VwGH vom 20.12.2012, 2009/15/0146

Betreff

Der Verwaltungsgerichtshof hat durch den Vorsitzenden Senatspräsident Dr. Höfinger und die Hofräte Dr. Zorn, Dr. Büsser, MMag. Maislinger und Dr. Sutter als Richter, im Beisein der Schriftführerin Mag. Zaunbauer, über die Beschwerde des Finanzamtes Deutschlandsberg Leibnitz Voitsberg in 8430 Leibnitz, Lastenstraße 10, gegen den Bescheid des unabhängigen Finanzsenates, Außenstelle Graz, vom , Zl. RV/0305- G/08, betreffend Umsatzsteuer 2004 bis 2006, Umsatzsteuerfestsetzungen März, Mai und November 2007 (mitbeteiligte Partei: W GmbH in T, vertreten durch die Südsteirische Steuerberatung GmbH in 8430 Leibnitz, Hasendorfer Straße 75), zu Recht erkannt:

Spruch

Die Beschwerde wird als unbegründet abgewiesen.

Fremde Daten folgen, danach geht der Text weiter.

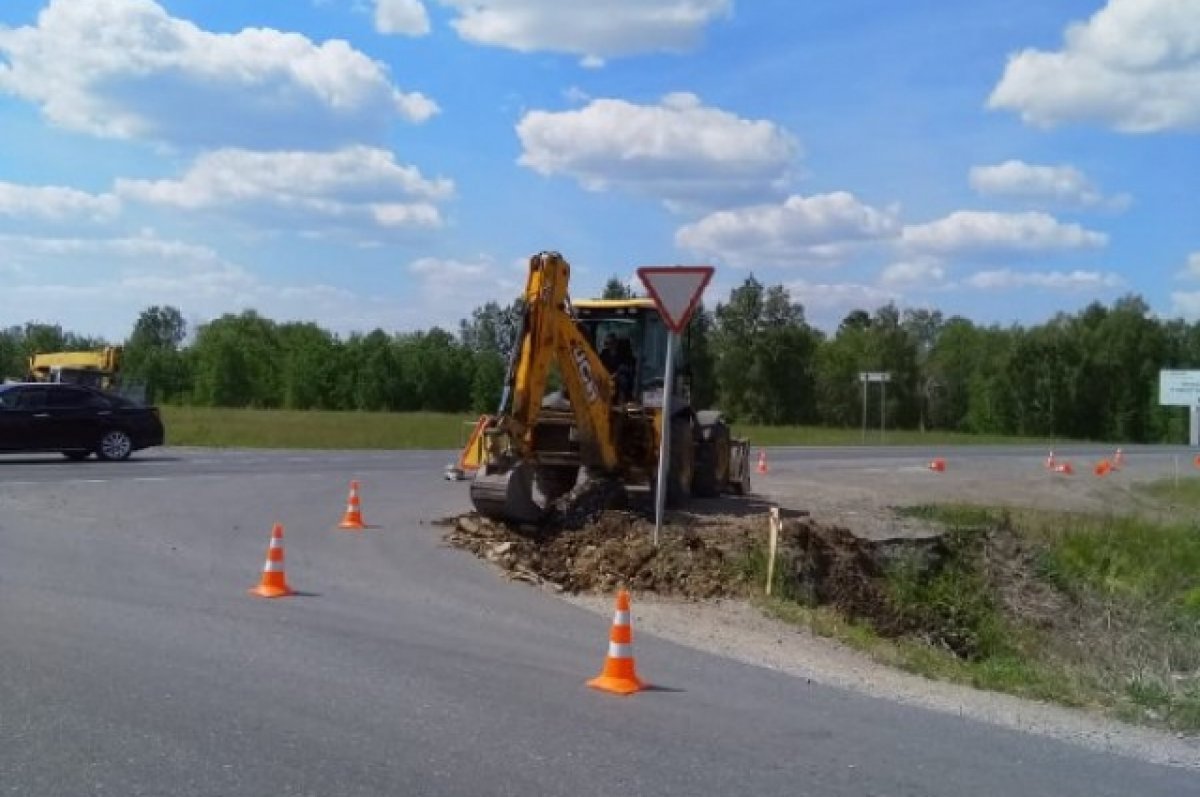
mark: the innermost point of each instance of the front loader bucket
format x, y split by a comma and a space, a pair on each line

Der Bund hat der mitbeteiligten Partei Aufwendungen in der Höhe von EUR 1.106,40 binnen zwei Wochen bei sonstiger Exekution zu ersetzen.

Begründung

Die Mitbeteiligte betreibt einen gewerblichen Kfz-Handel. Im Zuge einer abgabenbehördlichen Überprüfung wurde festgestellt, dass der Nachweis über die innergemeinschaftlichen Lieferungen von Fahrzeugen gemäß Verordnung BGBl. 1996/401 nicht erbracht worden sei. In einer - vom Finanzamt bzw. der Großbetriebsprüfung diesbezüglich unwidersprochenen - Stellungnahme führte der steuerliche Vertreter aus, dass im Prüfungszeitpunkt der Nachweis betreffend der strittigen innergemeinschaftlichen Lieferungen von diversen Kfz in folgender Weise vorgelegen sei: Kopie der Rechnung; Bestimmungsort, der aus der Rechnung zu entnehmen ist;

Identitätsnachweis des Abholenden durch Kopie des Reisepasses;

Überprüfung der UID sowie "Empfangsbestätigung des Abnehmers" (Käufers), die im Zuge der abgabenbehördlichen Prüfung nachgereicht worden sei.

Damit fehlte im Zeitpunkt der Lieferung die für Abholfälle nach der Verordnung BGBl. 1996/401 vorgesehene "Erklärung des Abholenden, dass er den Gegenstand der Lieferung in das übrige Gemeinschaftsgebiet befördern wird".

Das Finanzamt nahm auf Grund der Feststellungen der abgabenbehördlichen Prüfung die Abgabenverfahren betreffend Umsatzsteuer 2004 bis 2006 wieder auf und nahm Umsatzsteuerfestsetzungen für 2004 bis 2006 sowie März, Mai und November 2007 vor, wobei es die Steuerfreiheit der betroffenen Lieferungen versagte.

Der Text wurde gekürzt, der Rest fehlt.